Let me try to give a more down to earth answer:

First, it's important to understand there are a lot of algebras whose derived categories are equivalent in surprising ways. Morita equivalences (equivalences between the abelian categories of modules) are kind of boring, especially for finite dimensional algebras; essentially the only thing you can do is change the dimensions of objects.

The way you see this is that if A-mod and B-mod are equivalent, then the image of A as a module over itself is a projective generator of B-mod, and for a finite-dimensional algebra, essentially the only thing you can do is take several copies of the indecomposible projectives of B.

On the other hand, if you take the derived category of dg-modules over A (the dg part of this is not a huge deal; it's just that they're very close to, but a bit better behaved than actual derived/triangulated categories which I consider something of a historical mistake, which should be replaced with dg/A-infinity versions), this is equivalent to the category of dg-modules over the endomorphism algebra (this is in the dg sense, so it's a dg-algebra whose cohomology is the Ext algebra) of *any* generating object. There are a *lot* more generating objects than projective generators, so there are a lot of derived equivalences.

In particular, you can take your favorite finite dimensional algebra A, and the most obvious not-very-projective generating object: the sum of all the simples. Call this L.
As I mentioned, there's an equivalence $A-dg-mod = \mathrm{Ext}(L,L)-dg-mod$, just given by taking $\mathrm{Ext}(L,-)$.

Now, in general, $\mathrm{Ext}(L,L)$ is an absolutely horrible object (ask Mikael Vejdemo-Johansson about doing this for group algebras over finite fields some time), but sometimes it turns out to be nice. For example, if you start with A being the exterior algebra, you'll get a polynomial ring on the dual vector space. Another (closely related) example is that the cohomology of a reductive group (over C) is Koszul dual to the cohomology of its classifying space (here you see a hint of this delooping mentioned in Scott's answer).

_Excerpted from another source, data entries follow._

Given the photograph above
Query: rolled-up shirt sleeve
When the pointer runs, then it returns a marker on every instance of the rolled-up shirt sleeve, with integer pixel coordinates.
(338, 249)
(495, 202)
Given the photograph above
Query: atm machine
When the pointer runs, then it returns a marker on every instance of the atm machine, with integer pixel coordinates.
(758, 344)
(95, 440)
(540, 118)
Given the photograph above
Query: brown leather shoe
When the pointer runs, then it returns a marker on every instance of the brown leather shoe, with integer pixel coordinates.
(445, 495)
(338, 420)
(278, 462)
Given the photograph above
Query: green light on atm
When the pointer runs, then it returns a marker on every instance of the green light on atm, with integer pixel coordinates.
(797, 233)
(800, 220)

One thing that could help you make sure that $\mathrm{Ext}(L,L)$ is nice is if your algebra is graded. Then $\mathrm{Ext}(L,L)$ inherits an "internal" grading in addition to its homological one. If these coincide, then $B=\mathrm{Ext}(L,L)$ is forced to be formal (if it had any interesting A-infinity operations, they would break the grading), so you're dealing with a derived equivalence between actual algebras, though you have to be a bit careful about the dg-issues. You've found that the derived category of usual modules over A is equivalent to dg-modules over B (with its unique grading) and vice versa. You can fix this by taking graded modules on both sides.

As for more examples...well, some collaborators and I found some cool examples
coming from the combinatorics of hyperplane arrangements.